Treatment depends on the current presentation of the patient. However, since it is an autoimmune disorder, our mainstay of treatment is immunosuppressant drugs. If they seek medical attention with life-threatening symptoms such as late stages of lupus nephritis, neuropsychiatric disorders, or coagulation disorders, the regimen is usually high-dose corticosteroids with mycophenolate mofetil. If the above manifestations are absent, the treatment would be low-dose corticosteroids. When we come back to the rash, although the butterfly rash is more acute, the chronic ones such as the discoid rash can be treated with antimalarial drugs.

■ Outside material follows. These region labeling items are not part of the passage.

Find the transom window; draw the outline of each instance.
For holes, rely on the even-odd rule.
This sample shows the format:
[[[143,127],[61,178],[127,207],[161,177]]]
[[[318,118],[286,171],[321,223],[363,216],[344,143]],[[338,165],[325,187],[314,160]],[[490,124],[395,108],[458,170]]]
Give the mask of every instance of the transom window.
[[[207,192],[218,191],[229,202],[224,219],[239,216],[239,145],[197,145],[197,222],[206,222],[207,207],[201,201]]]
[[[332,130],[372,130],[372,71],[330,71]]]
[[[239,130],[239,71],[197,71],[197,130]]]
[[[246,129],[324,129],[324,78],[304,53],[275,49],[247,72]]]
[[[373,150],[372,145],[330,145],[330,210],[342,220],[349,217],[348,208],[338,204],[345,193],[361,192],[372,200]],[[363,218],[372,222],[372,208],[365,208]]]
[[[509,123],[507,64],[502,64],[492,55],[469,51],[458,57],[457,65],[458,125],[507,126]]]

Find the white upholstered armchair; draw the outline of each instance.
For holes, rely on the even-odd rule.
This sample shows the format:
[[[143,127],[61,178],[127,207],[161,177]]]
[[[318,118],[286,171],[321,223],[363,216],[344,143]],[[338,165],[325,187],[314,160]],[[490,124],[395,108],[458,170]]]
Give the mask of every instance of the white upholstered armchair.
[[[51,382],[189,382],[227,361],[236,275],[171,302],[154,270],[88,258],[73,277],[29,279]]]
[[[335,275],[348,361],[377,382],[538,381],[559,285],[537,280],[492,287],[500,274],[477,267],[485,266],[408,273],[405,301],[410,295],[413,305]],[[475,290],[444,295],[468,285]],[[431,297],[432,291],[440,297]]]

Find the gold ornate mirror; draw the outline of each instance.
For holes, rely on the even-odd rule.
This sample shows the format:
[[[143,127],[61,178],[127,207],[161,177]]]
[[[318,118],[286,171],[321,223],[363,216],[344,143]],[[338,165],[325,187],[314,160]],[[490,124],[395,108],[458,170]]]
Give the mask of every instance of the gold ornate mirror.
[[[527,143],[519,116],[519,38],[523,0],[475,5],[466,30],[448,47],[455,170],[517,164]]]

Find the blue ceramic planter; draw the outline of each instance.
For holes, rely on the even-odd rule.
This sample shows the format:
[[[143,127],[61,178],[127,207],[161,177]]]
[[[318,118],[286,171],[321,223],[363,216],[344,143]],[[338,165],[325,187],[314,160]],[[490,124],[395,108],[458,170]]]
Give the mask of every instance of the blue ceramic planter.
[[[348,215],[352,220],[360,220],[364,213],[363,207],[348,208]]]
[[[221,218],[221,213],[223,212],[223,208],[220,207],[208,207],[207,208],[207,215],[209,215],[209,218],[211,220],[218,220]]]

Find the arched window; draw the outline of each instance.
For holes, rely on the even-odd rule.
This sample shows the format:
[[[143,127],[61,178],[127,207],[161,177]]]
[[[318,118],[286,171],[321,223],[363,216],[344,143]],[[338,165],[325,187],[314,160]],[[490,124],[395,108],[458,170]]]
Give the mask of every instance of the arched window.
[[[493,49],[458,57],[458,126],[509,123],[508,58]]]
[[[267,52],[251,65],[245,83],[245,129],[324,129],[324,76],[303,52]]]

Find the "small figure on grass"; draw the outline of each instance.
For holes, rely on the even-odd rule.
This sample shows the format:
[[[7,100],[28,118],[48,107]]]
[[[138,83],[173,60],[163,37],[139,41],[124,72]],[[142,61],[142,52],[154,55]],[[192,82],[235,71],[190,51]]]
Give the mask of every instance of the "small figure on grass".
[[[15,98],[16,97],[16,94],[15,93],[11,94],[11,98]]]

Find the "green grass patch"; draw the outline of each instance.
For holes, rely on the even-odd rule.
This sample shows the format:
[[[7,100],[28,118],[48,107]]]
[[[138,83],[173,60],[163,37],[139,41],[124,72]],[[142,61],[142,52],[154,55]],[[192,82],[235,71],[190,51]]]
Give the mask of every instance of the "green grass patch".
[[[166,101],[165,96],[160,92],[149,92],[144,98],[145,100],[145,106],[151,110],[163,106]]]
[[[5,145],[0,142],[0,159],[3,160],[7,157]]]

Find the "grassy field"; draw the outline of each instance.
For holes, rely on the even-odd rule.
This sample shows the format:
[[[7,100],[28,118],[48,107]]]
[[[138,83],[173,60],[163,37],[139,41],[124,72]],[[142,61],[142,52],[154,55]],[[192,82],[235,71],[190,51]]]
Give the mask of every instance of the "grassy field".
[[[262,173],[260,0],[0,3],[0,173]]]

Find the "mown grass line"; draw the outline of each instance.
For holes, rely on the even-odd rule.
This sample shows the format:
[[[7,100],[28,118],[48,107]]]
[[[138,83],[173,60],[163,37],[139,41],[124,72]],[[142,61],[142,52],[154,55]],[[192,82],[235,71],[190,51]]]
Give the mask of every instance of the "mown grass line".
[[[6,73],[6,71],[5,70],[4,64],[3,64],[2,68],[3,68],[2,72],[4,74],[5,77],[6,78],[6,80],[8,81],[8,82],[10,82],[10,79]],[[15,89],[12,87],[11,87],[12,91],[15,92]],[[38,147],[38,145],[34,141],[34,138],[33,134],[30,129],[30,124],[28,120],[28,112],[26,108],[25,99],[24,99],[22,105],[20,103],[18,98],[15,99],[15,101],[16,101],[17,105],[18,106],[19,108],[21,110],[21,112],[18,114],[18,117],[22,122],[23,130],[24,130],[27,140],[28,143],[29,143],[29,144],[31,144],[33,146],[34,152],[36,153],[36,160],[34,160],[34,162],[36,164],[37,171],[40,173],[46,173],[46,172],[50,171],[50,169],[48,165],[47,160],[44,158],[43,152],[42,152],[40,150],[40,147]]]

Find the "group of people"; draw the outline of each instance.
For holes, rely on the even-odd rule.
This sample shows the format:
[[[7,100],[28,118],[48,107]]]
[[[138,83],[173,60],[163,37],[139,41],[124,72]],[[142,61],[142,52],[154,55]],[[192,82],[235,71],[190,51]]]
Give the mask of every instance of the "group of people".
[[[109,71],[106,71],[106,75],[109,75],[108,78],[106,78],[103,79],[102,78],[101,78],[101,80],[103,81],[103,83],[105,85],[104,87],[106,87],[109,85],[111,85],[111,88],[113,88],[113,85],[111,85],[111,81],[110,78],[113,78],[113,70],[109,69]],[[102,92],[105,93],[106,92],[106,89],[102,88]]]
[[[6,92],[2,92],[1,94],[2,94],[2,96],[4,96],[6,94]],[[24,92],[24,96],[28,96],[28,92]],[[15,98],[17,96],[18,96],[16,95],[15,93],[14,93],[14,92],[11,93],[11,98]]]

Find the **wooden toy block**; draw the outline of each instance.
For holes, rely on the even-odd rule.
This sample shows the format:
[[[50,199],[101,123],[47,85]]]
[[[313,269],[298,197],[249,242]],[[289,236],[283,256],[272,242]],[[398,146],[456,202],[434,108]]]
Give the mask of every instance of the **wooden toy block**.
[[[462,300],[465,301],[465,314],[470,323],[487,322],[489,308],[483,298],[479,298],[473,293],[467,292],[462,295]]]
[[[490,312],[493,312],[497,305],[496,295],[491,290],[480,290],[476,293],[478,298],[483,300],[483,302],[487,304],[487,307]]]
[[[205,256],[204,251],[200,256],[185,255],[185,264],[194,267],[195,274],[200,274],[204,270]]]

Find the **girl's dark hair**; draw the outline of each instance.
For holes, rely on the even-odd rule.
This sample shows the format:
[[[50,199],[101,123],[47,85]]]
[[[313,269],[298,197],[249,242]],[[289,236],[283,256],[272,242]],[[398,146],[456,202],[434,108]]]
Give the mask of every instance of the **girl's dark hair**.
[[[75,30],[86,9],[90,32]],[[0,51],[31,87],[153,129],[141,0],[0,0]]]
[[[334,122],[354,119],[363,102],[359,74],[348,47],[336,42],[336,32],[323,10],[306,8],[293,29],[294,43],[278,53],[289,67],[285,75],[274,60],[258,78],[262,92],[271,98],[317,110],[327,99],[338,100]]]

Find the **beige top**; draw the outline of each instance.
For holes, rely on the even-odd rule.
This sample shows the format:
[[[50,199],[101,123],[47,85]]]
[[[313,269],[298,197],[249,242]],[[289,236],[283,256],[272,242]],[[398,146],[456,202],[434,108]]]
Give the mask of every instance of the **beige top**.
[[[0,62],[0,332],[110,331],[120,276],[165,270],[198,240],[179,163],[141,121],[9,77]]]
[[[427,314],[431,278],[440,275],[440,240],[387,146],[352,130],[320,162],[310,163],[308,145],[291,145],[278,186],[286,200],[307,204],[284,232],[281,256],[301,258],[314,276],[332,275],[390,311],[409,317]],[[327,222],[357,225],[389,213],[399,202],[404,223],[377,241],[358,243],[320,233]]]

In conclusion, SLE is a disease that affects almost every part of the human body. Although it may be well-known for the infamous butterfly rash, it has much more dire manifestations especially ones to the brain and kidneys. Hence, it is wise to be aware of the possible signs and symptoms so as to detect the disease early in its course for a better future outcome for a patient.


References

Daniel, W., & Dafna, G. (2023). Clinical manifestations and diagnosis of systemic lupus erythematosus in adults. UpToDate Retrieved August 28, 2024 from https://www.uptodate.com/contents/clinical-manifestations-and-diagnosis-of-systemic-lupus-lupus-erythematosus-in-adults


Loscalzo, J., Fauci, A. S., Kasper, D. L., Hauser, S., Longo, D., & Jameson, J. L. (2022). Harrison’s Principles of Internal Medicine, Twenty-First Edition (Vol.1 & Vol.2). McGraw Hill Professional.